There’s more. “We’ll get a lot of calls about tree trimming, and removal, and those will die down and the calls will be about sidewalks and potholes,” Henneberque says.

Sometimes the complaints are about your marquee subjects, like immigration—but specifically how that issue relates to potholes. Another caller at another time, called about a pothole in front of her house and wondered, “do we need a sinkhole before it gets fixed? How about we quit giving illegals money?” which would, supposedly, free up enough money to buy a bucket of asphalt for the pothole in front of her house.

“People always want things fixed that are in front of their house,” said Smith.

A resident who lived on Studebaker Road called to say that there’s been a lot of car break-ins ever since the new streetlights were put in. “It’s too dark,” she said. “They only light up houses right next to them. Out of every three houses, two are in the dark.”

The staff does its best to earnestly handle constituent problems, though it usually involves aiming them at the correct department.
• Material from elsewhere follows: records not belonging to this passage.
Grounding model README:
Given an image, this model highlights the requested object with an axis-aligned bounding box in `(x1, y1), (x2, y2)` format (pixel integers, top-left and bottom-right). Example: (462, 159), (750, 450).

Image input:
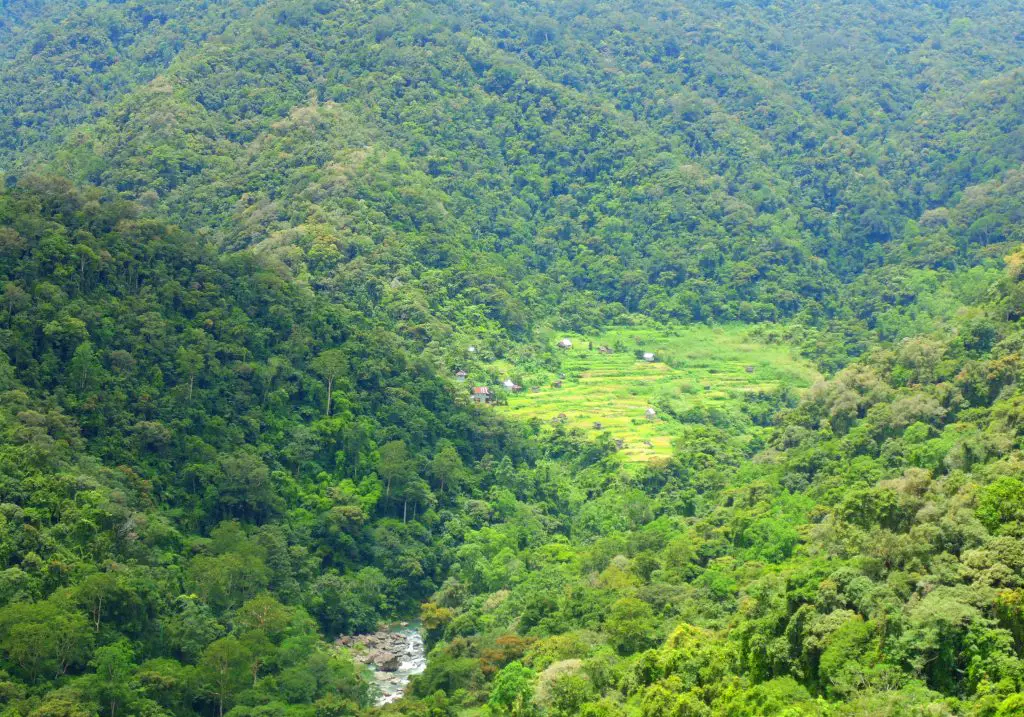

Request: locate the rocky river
(337, 623), (427, 705)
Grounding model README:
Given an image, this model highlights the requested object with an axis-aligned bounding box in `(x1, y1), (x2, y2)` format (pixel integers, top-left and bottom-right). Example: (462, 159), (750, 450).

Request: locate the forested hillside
(0, 0), (1024, 717)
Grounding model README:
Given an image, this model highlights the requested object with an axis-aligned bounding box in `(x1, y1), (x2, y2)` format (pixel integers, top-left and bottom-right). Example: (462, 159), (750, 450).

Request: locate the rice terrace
(499, 325), (819, 462)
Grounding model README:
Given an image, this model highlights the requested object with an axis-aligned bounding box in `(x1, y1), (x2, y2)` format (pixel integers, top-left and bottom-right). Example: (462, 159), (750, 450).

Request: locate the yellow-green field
(498, 326), (818, 462)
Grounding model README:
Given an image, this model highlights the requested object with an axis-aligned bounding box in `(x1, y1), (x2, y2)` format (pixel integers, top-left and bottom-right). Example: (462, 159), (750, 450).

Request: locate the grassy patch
(498, 326), (818, 462)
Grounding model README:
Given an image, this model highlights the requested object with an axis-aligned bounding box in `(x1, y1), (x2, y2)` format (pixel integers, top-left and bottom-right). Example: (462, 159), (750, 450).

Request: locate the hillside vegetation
(493, 326), (816, 461)
(0, 0), (1024, 717)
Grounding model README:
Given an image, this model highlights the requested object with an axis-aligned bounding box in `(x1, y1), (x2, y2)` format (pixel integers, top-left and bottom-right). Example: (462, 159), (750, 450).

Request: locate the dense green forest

And not all problems are solvable, like the Studebaker Road woman’s problem with the insufficient lighting on her street.

“When those lights were first installed, we got a lot of complaints that they were too bright,” said Henneberque. “So we turned them down a bit, so now we’re getting calls like this.”

So, perhaps my proclamation regarding how easy it is to run the 5th needs to be amended: I still think a caveman could do it, as long as he has a good staff to work the phones.